NATS Client Implementation Sample

Overview

NATS is a publisher/subscriber protocol implemented on top of TCP. It is specified in NATS Protocol documentation, and this is a sample implementation for Zephyr using the new IP stack. The API is loosely based off of the Golang API.

With this sample, it’s possible to subscribe/unsubscribe to a given subject, and be notified of changes asynchronously. In order to conserve resources, the implementation does not keep track of subscribed subjects; that must be performed by the application itself, so it can ignore unknown/undesired subjects.

TLS is not supported yet, although basic authentication is.
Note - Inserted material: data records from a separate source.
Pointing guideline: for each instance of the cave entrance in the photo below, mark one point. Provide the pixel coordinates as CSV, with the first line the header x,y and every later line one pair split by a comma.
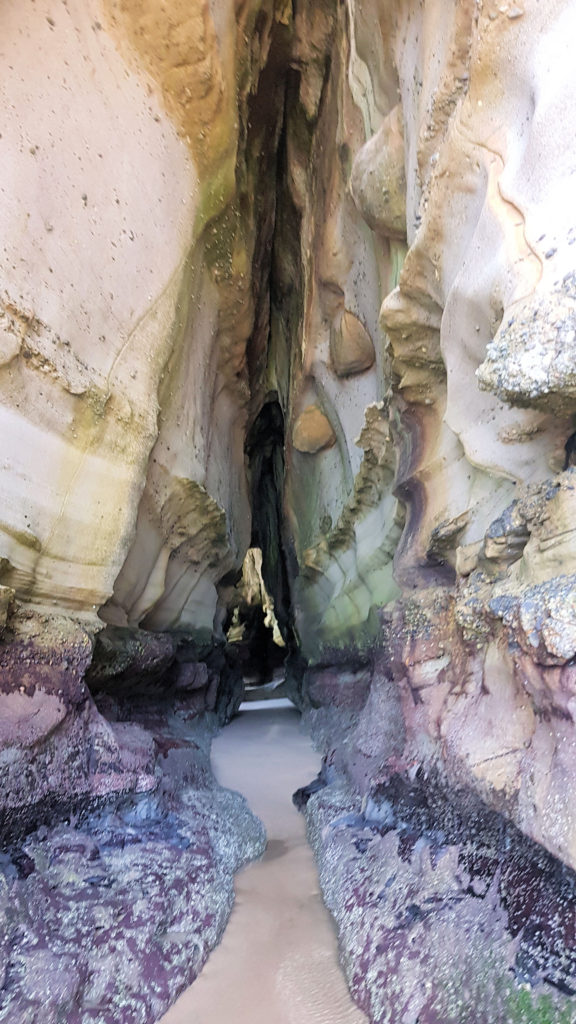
x,y
262,620
255,628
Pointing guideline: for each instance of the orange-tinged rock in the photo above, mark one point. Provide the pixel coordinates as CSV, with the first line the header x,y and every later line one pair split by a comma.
x,y
313,431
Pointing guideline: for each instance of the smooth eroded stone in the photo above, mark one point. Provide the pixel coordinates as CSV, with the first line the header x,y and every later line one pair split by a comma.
x,y
352,349
378,178
313,431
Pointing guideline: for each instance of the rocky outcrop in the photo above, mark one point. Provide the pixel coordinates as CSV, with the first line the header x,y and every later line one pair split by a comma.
x,y
296,279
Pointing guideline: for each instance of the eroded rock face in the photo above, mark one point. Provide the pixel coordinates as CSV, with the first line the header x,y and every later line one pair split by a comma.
x,y
297,279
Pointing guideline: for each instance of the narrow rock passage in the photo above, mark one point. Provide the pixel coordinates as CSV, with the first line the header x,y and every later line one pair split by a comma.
x,y
278,962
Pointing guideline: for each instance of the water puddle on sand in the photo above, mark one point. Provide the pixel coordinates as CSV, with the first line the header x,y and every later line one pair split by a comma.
x,y
278,961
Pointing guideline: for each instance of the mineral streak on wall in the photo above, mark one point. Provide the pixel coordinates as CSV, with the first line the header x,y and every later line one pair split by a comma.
x,y
357,216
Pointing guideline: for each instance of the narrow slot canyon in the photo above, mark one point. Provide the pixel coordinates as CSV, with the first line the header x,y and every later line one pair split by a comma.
x,y
287,537
278,960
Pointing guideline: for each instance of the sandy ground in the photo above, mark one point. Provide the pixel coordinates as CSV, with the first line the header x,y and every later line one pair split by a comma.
x,y
278,962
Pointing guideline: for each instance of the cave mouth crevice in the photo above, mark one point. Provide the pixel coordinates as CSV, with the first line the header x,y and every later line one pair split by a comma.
x,y
264,449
The client will indicate if it supports username/password if a certain callback is set in the struct nats. This callback will then be called, and the user must copy the username/password to the supplied user/pass buffers.

Content might be also published for a given subject.
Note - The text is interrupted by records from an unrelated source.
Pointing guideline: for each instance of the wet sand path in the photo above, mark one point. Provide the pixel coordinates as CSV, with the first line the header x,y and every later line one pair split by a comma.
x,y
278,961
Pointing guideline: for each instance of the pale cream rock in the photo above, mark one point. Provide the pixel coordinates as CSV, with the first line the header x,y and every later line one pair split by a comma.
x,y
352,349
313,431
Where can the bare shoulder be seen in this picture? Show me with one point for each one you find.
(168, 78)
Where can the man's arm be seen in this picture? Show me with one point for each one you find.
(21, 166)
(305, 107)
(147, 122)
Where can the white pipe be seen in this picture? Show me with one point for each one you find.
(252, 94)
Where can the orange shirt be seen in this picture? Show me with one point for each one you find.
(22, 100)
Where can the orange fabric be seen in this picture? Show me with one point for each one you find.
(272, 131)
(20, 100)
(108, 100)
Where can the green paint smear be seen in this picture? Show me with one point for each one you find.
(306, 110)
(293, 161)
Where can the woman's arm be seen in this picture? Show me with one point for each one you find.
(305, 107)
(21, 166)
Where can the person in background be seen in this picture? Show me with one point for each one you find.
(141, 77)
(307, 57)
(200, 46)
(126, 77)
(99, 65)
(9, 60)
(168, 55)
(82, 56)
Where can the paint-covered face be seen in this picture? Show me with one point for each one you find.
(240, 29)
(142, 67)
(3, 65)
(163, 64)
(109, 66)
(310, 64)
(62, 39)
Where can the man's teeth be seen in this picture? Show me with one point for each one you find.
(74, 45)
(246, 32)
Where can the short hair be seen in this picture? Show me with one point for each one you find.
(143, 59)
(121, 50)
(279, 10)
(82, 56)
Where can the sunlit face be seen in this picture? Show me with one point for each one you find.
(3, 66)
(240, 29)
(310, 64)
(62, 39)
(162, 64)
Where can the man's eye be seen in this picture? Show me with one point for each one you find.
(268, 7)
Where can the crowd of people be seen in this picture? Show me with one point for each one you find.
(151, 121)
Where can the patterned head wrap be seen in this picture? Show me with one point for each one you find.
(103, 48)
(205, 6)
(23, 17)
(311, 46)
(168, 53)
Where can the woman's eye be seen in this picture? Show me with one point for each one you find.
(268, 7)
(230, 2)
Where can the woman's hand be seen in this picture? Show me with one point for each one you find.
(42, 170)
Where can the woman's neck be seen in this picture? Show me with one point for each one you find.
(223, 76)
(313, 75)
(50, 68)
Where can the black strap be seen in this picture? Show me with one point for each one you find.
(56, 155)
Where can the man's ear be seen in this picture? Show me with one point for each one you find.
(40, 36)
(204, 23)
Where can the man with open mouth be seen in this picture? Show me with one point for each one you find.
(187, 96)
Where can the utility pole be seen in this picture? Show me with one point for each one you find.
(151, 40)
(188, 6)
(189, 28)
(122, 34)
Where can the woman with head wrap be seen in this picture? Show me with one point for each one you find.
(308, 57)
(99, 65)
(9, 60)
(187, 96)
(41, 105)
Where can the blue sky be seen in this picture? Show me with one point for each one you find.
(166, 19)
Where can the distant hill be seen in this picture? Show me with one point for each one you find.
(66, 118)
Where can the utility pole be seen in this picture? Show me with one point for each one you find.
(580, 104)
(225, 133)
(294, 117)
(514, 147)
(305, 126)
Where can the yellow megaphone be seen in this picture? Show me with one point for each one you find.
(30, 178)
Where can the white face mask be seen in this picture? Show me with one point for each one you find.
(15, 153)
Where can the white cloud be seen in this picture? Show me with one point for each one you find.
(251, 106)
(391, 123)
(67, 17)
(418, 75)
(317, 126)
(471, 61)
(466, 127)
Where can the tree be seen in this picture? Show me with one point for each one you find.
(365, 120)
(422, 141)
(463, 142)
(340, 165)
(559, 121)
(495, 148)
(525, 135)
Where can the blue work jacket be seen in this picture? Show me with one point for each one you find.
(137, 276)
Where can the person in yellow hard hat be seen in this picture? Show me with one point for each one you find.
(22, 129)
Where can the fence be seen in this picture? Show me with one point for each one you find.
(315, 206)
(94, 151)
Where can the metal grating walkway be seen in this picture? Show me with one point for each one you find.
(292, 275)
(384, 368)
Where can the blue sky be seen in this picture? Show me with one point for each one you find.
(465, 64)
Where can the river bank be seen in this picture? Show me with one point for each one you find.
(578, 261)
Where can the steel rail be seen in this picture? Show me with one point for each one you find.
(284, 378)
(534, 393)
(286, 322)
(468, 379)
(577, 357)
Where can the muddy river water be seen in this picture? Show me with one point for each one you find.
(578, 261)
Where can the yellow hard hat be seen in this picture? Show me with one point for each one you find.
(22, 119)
The sample application lets one observe the subject “led0”, and turn it “on”, “off”, or “toggle” its value. Changing the value will, if supported, act on a status LED on the development board. The new status will be published.

Also worth noting is that most of the networking and GPIO boilerplate has been shamelessly copied from the IRC bot example. (Curiously, both protocols are similar.)

Requirements

To test the sample, build the Zephyr application for your platform. This has only been tested with the QEMU emulator as provided by the Zephyr SDK, but it should work with other supported hardware as long as they have enough memory, the network stack has TCP enabled, and the connectivity hardware is supported.

As far as the software goes, this has been tested with the official gnatsd for the server, and the official go-nats client library. Both the server and clients were set up as per instructions found in their respective README.md files.

The client was a one-off test that is basically the same code provided in the Basic Usage section as found in the go-nats README file, however, subscribing to the topic used in this sample: led0, and publishing values as described above (on, off, and toggle).

Library Usage

Allocate enough space for a struct nats, setting a few callbacks so that you’re notified as events happen:

struct nats nats_ctx = {
    .on_auth_required = on_auth_required,
    .on_message = on_message
};

The on_auth_required() and on_message() functions are part of your application, and each must have these signatures:

int on_auth_required(struct nats *nats, char **user, char **pass);
int on_message(struct nats *nats, struct nats_msg *msg);

Both functions should return 0 to signal that they could successfully handle their role, and a negative value, if they couldn’t for any reason. It’s recommended to use a negative integer as provided by errno.h in order to ease debugging.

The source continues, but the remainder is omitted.